You don’t need a reason to divorce
Since 1965, North Carolina has not considered “fault” in a divorce. This essentially means two things:
- You do not have to list “grounds for divorce”
- You do not have to prove there is a fault or a reason for your divorce
It is likely you have a reason you wish to end your marriage. However, it is not necessary to provide this reason when you file for divorce. You only have to meet the living and separation requirements to obtain a divorce.
Important note: Certain actions can still impact a divorce
There are cases where a former spouse’s actions could affect certain aspects of your divorce. A no-fault divorce simply means individuals no longer have to prove fault just to end a marriage. So, courts will not consider fault for a divorce overall, but they might consider it when it comes to:
- Determining alimony payments
- Dividing property equitably
This often only occurs if misconduct or an extramarital affair plays a large role in the divorce. Otherwise, fault rarely impacts the legal process.
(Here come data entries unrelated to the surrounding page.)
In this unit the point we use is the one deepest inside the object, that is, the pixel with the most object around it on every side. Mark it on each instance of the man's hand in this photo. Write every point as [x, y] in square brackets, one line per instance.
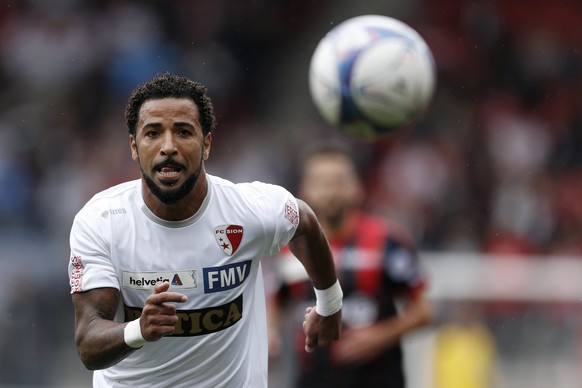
[158, 317]
[319, 330]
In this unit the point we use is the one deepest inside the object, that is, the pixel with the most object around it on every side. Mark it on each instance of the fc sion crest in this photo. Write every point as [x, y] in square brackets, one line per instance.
[228, 237]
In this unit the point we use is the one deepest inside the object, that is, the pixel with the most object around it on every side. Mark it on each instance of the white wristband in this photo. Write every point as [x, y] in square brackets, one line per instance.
[329, 301]
[132, 334]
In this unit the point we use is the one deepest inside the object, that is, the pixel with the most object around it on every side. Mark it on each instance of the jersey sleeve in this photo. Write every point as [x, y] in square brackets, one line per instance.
[90, 264]
[284, 217]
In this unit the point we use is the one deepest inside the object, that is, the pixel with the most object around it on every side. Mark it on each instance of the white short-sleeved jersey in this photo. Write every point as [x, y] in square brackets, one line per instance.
[213, 258]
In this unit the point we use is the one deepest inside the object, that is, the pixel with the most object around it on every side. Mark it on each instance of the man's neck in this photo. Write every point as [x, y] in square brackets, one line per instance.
[181, 210]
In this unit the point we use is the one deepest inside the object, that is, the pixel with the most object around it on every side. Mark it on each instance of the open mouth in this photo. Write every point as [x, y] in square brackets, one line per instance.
[168, 171]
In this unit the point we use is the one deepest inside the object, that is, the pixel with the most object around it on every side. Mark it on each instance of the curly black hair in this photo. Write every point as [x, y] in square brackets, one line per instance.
[170, 85]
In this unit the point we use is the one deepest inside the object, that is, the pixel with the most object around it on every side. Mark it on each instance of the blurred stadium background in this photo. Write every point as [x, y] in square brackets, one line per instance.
[490, 182]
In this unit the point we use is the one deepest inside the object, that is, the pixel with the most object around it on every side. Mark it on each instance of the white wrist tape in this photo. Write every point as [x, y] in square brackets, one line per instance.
[132, 334]
[329, 301]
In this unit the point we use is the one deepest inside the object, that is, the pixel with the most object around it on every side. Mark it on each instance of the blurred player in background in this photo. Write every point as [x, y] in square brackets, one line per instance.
[377, 265]
[165, 271]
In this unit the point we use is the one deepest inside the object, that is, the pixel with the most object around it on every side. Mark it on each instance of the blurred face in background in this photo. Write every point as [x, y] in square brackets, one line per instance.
[331, 186]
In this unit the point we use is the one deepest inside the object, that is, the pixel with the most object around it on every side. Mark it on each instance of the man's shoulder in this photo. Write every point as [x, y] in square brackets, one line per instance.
[250, 189]
[111, 198]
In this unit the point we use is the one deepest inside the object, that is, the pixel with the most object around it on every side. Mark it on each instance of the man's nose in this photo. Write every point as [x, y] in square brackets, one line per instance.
[168, 144]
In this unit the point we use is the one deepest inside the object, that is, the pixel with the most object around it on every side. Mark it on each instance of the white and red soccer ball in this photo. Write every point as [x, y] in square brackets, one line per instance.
[371, 76]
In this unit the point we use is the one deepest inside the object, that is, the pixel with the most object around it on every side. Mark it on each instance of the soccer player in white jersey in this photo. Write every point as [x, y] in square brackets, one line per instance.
[165, 270]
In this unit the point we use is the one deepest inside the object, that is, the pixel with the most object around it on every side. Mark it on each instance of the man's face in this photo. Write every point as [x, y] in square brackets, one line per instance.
[169, 147]
[330, 185]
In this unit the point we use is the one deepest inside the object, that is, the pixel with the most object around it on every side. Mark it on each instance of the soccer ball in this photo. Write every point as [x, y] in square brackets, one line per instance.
[372, 75]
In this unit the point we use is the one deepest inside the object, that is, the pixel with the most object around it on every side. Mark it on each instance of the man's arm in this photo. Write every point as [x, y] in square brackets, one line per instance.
[310, 246]
[100, 341]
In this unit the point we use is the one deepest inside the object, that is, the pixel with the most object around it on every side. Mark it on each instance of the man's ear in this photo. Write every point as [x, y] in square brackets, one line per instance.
[133, 145]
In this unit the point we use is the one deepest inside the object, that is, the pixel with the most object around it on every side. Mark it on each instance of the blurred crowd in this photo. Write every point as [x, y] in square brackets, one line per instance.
[494, 166]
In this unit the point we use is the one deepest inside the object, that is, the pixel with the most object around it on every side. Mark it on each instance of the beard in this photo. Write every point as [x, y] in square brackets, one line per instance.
[173, 195]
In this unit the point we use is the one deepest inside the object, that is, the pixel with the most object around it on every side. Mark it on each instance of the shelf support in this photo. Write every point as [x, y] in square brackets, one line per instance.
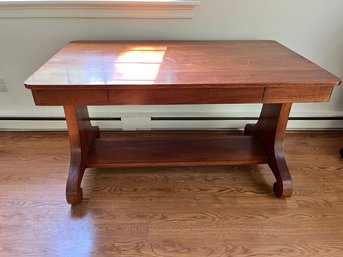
[270, 132]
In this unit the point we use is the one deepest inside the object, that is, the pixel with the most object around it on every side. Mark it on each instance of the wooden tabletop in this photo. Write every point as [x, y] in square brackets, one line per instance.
[111, 64]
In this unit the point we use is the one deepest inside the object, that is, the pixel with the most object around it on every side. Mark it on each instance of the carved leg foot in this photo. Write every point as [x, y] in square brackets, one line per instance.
[74, 193]
[270, 132]
[81, 137]
[283, 185]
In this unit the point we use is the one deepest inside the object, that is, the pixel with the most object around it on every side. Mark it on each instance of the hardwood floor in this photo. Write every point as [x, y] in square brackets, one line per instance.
[172, 212]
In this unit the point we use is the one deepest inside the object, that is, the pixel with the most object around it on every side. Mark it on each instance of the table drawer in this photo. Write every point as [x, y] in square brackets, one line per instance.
[297, 94]
[185, 96]
[71, 97]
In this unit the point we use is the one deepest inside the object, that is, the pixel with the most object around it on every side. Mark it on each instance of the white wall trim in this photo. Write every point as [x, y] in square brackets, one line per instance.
[158, 9]
[60, 125]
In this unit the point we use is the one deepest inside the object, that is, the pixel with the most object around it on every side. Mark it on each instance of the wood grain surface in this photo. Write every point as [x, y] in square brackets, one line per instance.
[193, 211]
[118, 65]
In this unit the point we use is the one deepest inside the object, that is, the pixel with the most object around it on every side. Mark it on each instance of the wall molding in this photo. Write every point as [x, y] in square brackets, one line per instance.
[160, 9]
[165, 123]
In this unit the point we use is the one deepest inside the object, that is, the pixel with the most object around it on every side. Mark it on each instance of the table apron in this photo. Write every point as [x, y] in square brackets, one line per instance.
[161, 96]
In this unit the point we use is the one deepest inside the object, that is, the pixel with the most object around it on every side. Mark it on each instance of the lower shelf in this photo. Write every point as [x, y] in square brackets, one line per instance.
[174, 149]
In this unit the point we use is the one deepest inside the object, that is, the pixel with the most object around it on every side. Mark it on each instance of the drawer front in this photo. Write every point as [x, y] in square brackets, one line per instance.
[185, 96]
[297, 94]
[70, 97]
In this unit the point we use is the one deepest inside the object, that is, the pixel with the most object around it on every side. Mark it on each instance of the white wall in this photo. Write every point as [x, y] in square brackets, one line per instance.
[313, 28]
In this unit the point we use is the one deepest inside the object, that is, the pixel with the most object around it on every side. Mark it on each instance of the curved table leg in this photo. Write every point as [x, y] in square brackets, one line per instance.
[81, 136]
[270, 131]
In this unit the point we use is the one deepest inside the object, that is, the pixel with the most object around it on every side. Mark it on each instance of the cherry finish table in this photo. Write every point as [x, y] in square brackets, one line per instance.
[178, 72]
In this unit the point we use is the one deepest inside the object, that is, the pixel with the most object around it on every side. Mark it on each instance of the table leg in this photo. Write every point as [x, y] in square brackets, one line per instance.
[270, 131]
[81, 135]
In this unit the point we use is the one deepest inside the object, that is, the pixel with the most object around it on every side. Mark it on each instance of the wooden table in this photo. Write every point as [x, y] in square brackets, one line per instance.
[176, 72]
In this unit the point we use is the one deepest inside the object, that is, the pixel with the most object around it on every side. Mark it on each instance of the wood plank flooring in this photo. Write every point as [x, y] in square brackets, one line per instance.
[172, 212]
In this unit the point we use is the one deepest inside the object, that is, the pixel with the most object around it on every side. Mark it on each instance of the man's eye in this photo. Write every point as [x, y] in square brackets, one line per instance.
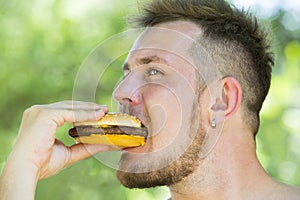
[153, 72]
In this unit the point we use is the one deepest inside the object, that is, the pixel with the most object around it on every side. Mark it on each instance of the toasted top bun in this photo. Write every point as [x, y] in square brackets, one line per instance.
[113, 119]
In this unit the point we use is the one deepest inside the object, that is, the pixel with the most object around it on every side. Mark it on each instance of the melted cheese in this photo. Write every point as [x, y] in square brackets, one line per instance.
[111, 119]
[121, 141]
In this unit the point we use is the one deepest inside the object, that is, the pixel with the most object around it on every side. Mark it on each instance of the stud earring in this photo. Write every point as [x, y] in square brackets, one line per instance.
[213, 123]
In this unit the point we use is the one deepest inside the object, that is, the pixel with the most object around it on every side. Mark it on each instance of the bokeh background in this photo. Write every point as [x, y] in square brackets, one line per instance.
[44, 42]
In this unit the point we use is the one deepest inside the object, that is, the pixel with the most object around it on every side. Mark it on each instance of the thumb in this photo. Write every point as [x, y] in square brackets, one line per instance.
[80, 151]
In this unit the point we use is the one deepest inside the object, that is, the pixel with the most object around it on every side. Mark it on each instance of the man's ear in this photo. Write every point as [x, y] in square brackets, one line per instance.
[230, 100]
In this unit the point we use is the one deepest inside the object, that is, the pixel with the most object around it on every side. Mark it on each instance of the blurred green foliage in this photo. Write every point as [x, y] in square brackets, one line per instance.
[44, 42]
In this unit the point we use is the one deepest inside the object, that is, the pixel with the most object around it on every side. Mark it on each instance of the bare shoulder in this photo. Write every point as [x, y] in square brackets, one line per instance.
[287, 192]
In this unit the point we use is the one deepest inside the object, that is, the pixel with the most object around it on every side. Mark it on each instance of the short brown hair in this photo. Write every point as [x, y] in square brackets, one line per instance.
[232, 37]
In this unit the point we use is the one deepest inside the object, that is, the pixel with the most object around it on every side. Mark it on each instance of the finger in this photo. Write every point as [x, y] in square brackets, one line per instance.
[71, 116]
[78, 105]
[79, 152]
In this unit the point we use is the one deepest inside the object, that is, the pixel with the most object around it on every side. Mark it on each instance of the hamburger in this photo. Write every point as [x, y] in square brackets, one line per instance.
[121, 130]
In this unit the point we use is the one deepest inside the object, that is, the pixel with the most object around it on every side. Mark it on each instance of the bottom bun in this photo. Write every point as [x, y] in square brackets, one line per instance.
[121, 141]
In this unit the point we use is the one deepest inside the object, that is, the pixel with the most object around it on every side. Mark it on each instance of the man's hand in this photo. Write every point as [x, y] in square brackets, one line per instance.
[37, 153]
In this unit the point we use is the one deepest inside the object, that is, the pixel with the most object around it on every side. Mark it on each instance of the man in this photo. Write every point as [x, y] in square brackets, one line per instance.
[196, 78]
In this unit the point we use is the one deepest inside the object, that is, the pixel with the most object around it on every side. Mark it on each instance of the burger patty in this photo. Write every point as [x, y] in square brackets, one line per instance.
[121, 130]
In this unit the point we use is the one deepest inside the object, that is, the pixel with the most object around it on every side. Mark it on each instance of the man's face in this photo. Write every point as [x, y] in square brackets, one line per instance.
[160, 88]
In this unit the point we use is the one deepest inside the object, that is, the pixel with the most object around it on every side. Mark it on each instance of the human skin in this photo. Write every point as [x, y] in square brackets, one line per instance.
[37, 154]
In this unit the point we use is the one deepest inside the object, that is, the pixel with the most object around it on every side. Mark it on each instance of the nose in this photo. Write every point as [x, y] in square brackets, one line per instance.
[128, 92]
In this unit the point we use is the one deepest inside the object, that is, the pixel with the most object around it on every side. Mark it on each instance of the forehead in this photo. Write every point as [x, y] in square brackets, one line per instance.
[168, 42]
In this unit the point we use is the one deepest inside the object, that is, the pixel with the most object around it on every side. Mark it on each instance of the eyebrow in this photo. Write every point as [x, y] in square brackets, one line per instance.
[145, 60]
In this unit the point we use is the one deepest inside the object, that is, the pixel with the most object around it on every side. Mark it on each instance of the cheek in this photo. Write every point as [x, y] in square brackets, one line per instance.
[167, 108]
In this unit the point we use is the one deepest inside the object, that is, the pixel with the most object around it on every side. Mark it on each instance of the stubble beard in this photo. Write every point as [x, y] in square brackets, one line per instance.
[174, 172]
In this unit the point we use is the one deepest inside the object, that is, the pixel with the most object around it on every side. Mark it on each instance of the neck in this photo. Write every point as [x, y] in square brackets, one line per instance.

Emotional “fault” still plays a role
Divorce is a complicated family matter. Involving legal procedures into the mix can make it even more so.
While the law might no longer recognize fault in a divorce, spouses often feel differently on an emotional level. It is common for spouses to feel guilty about a divorce or even blame each other for certain challenges from the past.
It is important to be aware of this and address it. However, it is also critical not to allow this feeling of emotional “fault” to impact the divorce proceedings – and, in turn, your future after the divorce.